Le livre que l'on va lire sur les Enigmes de l'Univers est un complément, une confirmation, un développement des convictions exposées dans les ouvrages ci-dessus, indiquées et défendues par moi depuis un nombre d'années qui représente déjà la durée d'une génération. Je me propose de terminer par là mes études de philosophie moniste. Un vieux projet nourri pendant bien des années, celui d'édifier tout un système de philosophie moniste sur la base de la doctrine évolutionniste, ne sera jamais mis à exécution. Mes forces ne suffisent plus à la tâche et bien des symptômes de la vieillesse qui s'approche me poussent à terminer mon œuvre. D'ailleurs je suis, sous tous les rapports, un enfant du XIXe siècle et je veux, le jour où il se terminera, apposer à mon travail le trait final.
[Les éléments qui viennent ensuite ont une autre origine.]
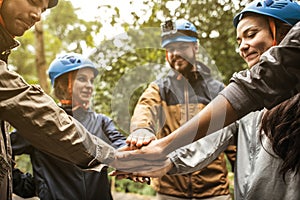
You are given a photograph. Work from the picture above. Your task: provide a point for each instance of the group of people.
(69, 143)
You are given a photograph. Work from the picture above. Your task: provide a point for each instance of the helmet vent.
(187, 26)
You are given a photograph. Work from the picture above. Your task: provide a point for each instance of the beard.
(182, 65)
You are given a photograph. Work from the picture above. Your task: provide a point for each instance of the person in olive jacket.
(72, 76)
(28, 109)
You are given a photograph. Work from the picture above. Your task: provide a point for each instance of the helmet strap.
(273, 30)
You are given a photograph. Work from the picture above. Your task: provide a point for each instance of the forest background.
(126, 51)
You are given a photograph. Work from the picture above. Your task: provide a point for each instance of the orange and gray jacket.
(39, 120)
(165, 106)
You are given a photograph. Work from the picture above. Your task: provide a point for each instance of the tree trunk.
(40, 59)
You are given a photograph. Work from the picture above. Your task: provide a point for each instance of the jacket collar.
(7, 43)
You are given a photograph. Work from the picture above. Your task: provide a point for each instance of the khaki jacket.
(40, 121)
(165, 106)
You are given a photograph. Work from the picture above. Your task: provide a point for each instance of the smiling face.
(21, 15)
(254, 38)
(83, 85)
(181, 56)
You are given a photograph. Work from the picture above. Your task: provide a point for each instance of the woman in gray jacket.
(267, 163)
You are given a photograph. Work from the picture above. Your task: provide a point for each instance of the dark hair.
(281, 125)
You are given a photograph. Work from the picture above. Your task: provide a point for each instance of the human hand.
(147, 158)
(143, 176)
(139, 138)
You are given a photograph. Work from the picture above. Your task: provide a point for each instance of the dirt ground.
(116, 196)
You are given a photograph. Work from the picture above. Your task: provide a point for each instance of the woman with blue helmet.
(72, 76)
(268, 162)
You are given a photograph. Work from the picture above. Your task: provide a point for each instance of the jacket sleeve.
(47, 127)
(199, 154)
(274, 79)
(146, 110)
(115, 137)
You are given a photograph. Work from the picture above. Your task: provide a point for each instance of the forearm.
(216, 115)
(200, 153)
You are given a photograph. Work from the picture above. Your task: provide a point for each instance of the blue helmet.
(287, 11)
(179, 31)
(69, 62)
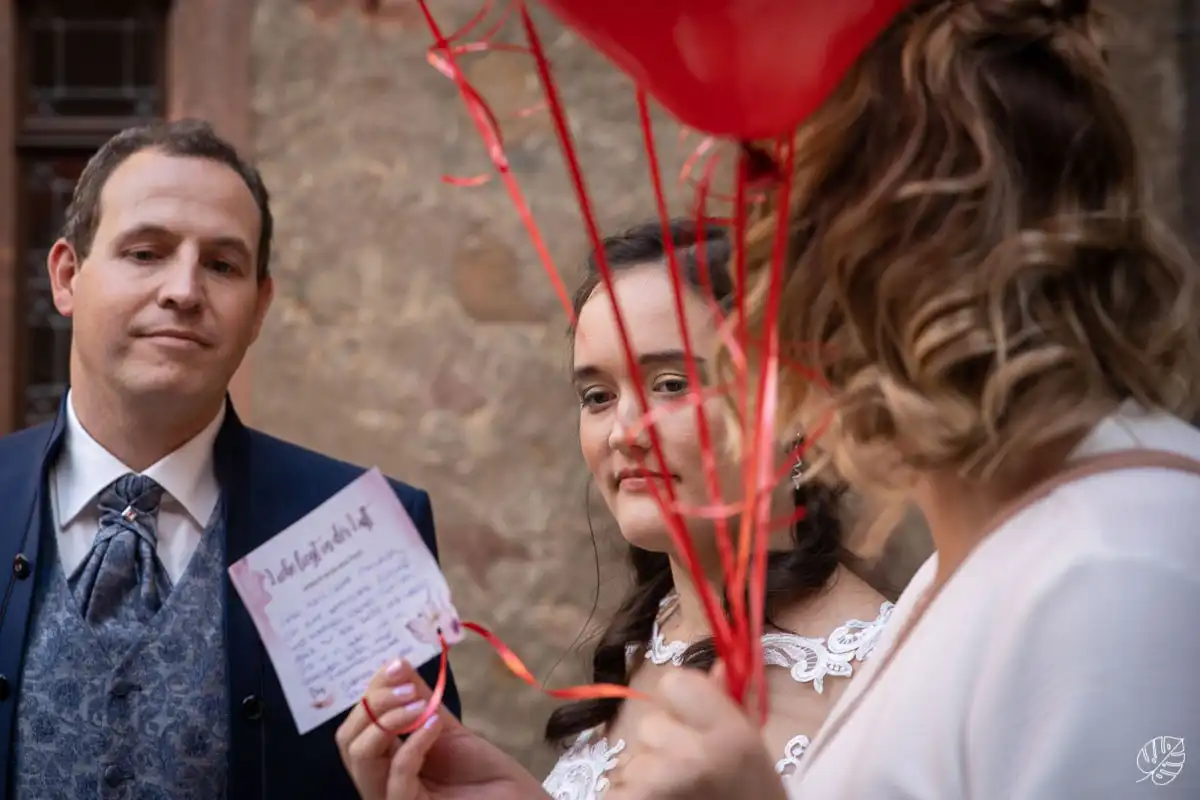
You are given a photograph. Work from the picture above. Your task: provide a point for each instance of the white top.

L'incalculable étendue qu'a atteint en notre siècle la science humaine par suite de la division croissante du travail, nous laisse déjà pressentir l'impossibilité d'en posséder toutes les parties aussi à fond et d'en exposer la synthèse avec unité. Même un génie de premier ordre, (à supposer qu'il possédât à fond toutes les parties de la science et qu'il eût le don d'en faire l'exposé synthétique), ne serait cependant pas en état de fournir, dans les limites d'un volume de grosseur moyenne, un tableau total du «Cosmos». Quant à moi dont les connaissances, dans les diverses branches du savoir humain, sont très inégales et comportent beaucoup de lacunes, je ne pouvais songer à entreprendre qu'une tâche: esquisser le plan général de ce tableau de l'Univers et indiquer l'unité persistante à travers les parties, en dépit de la façon très inégale dont j'ai traité ces diverses parties. C'est pourquoi ce livre sur les énigmes de l'Univers n'offre guère que le caractère d'un «essai» dans lequel des études de valeurs très diverses ont été réunies en un tout. Quant à la rédaction, comme je l'ai commencée en partie il y a de cela bien des années, tandis que je ne l'ai terminée qu'en ces derniers temps, la forme en est malheureusement inégale; en outre, maintes répétitions ont été inévitables: je prie qu'on veuille bien m'en excuser.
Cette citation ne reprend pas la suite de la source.